The stem leachate of Sonchus arvensis L. in the ratio of 1:20 (w/v) inhibits maize's seedling emergence and growth (Bashir et al., 2018). Besides, the saltgrass seed soaked with plant growth-promoting bacterial consortium for 2 hours had no significant effect on the germination performance (Xia et al., 2020). The slightly acidic electrolyzed water decontaminates the Enterobacteriaceae in alfalfa seeds growth (Zhang et al., 2021).

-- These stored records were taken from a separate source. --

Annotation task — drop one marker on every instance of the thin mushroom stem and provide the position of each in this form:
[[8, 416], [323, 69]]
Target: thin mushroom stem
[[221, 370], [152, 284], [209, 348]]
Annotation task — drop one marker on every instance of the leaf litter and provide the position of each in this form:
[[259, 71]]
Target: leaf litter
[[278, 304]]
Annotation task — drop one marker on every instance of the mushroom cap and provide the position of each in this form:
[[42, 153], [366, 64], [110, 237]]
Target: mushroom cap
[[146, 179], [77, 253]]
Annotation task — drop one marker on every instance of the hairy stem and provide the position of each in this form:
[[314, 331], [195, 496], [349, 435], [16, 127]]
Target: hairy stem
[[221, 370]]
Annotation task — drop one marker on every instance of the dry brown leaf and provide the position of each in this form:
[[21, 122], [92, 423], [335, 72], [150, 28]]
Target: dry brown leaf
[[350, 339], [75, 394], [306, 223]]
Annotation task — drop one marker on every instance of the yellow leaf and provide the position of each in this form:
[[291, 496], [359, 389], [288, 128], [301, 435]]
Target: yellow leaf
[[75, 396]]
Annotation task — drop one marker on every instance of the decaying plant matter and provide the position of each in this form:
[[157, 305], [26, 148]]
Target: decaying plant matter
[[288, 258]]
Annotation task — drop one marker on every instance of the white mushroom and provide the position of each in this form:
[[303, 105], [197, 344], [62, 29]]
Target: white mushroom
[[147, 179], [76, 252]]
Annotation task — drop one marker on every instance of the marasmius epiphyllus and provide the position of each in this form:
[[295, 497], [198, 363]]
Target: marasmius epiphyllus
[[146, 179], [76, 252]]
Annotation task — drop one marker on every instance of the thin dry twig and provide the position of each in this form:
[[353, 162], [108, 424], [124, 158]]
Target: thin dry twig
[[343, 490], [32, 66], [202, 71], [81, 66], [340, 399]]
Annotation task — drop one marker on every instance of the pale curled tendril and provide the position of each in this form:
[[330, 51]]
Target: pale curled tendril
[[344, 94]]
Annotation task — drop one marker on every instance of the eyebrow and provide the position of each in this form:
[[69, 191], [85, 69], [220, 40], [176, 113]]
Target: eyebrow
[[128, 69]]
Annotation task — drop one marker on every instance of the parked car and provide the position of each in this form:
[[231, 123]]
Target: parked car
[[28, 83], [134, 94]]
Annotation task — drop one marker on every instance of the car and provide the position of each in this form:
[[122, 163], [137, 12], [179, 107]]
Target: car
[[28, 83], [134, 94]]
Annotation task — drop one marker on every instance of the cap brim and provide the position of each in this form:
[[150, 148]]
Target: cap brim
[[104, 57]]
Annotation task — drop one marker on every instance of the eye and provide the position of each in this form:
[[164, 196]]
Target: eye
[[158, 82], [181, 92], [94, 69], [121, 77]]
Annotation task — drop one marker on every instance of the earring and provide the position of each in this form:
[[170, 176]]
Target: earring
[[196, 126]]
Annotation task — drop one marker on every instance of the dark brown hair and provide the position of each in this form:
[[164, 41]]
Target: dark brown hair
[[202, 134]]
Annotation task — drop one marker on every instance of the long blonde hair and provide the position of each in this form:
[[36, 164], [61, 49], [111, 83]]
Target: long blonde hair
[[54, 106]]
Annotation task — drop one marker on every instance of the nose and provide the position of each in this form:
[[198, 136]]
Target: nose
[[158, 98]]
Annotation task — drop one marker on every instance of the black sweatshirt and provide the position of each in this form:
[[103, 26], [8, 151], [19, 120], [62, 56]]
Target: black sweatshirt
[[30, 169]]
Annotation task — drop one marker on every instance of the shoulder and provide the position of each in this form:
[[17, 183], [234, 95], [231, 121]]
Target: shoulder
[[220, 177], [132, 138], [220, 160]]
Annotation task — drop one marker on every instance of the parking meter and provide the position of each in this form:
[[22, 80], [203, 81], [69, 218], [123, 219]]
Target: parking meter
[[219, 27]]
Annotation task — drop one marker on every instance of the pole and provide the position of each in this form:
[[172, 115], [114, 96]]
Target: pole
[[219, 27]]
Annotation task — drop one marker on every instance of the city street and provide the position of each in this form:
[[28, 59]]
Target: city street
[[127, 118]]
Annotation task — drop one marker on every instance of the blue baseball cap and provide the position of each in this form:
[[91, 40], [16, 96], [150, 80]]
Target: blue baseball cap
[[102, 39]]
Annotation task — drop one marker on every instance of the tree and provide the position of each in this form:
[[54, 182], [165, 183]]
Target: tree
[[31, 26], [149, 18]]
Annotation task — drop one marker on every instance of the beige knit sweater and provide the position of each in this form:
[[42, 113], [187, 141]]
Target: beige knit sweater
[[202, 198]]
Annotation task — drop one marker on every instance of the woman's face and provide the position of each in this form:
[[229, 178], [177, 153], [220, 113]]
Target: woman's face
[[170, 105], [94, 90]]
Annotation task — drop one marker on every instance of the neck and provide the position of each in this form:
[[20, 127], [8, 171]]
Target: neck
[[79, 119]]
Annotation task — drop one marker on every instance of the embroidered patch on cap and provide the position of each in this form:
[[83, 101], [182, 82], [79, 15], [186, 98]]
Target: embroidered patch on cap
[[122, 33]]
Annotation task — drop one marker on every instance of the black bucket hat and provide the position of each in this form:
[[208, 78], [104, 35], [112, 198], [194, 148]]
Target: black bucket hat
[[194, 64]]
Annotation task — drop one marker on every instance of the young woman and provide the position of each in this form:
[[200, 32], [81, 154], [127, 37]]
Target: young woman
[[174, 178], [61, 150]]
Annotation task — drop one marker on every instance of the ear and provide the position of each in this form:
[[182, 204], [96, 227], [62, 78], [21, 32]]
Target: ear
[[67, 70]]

Seed priming with 6 hours showed a significant improvement in root length (p = 0.0006091), root projection area (p = 0.0008063), root volume (p = 0.002258) and root surface area (p = 0.0008062) compared to others during the early growth (Fig. 5). Long priming duration (12 hours) negatively affected the root growth performance and mean germination time. Comparably, 12 hours priming duration of pistachio was reduced the root dry weight (Esmaeilpour and Van Damme, 2016). The seed may cause loss of desiccation tolerance in long priming duration (Paparella et al., 2015). Priming should prevent the seed from fully germinating since it is triggered by ‘pre-germinative metabolism’ (Paparella et al., 2015). In contrast, long priming duration (12 and 36 hours) significantly increases bread wheat's radicle length (Liela et al., 2010).